Your teams must be similarly prepared.

Don’t take a team trained, designed and comfortable with keeping the trains running on time and ask them to find a new form of transportation without giving them rules. They will be afraid. They will fail.

Give them rules for innovation – even little ones. It will help.

BTW – our young guest got his GED, works full-time in a plant and recently got married. He’s contributing and being what he is supposed to be. I’m not sure he’d be there if there weren’t some rules to help him along the way.

FOT Background Check

Paul Hebert
Paul Hebert is the Senior Director of Solutions Architecture at Creative Group Inc and a writer, speaker and consultant. Paul focuses on influencing behaviors and driving business results through employees, channel partners and consumers. Over the course of his career, Paul has worked closely with clients to design influence, marketing, motivation, incentive, loyalty, recognition and reward programs to increase effectiveness and reduce costs. Paul is a recognized authority on incentives and performance motivation. Want to know what’s going to motivate your people to perform at their best and impact the bottom line? Want to know whether your service award program really means anything at all? Curious what psychological principles drive sales behavior? Paul’s your guy… unless you fervently bow down to Maslow. Check out his personal blog at "What Is Paul Thinking?" when you're tired of his FOT rants.


  1. KD says:

    Paul – great post, how long did you have him in your house?

    Thanks – KD

  2. Stacey Rembert says:

    I love this story. Thank you Paul. “It takes a village” If you can save 1 kid, you have accomplished great Favors to be delivered in blessings upon blessings.

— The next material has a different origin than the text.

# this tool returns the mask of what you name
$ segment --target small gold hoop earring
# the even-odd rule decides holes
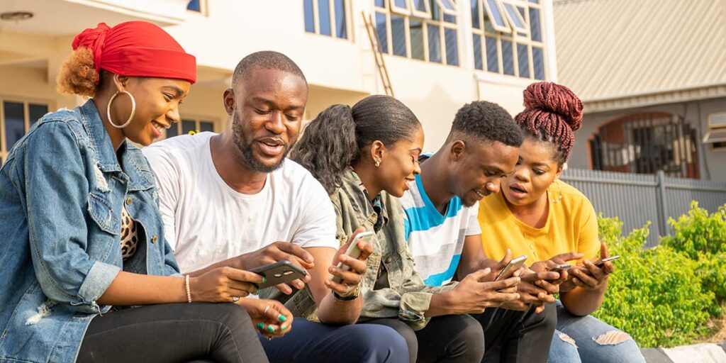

  3. I couldn’t agree more. The lack of rules leads to making a number of everyday choices that may hinder the bandwidth we use for innovation. It’s also probably why innovation thrives under constraints 🙂

    • Paul Hebert says:

      Constraints for innovation are helpful to focus and help eliminate the “average” solution. Rules for helping your people feel comfortable sharing and experimenting are more about reducing fear. That is usually the problem with innovation. Fear of failing and then being singled out as a not performing. Thanks for reading and adding an important point on innovation.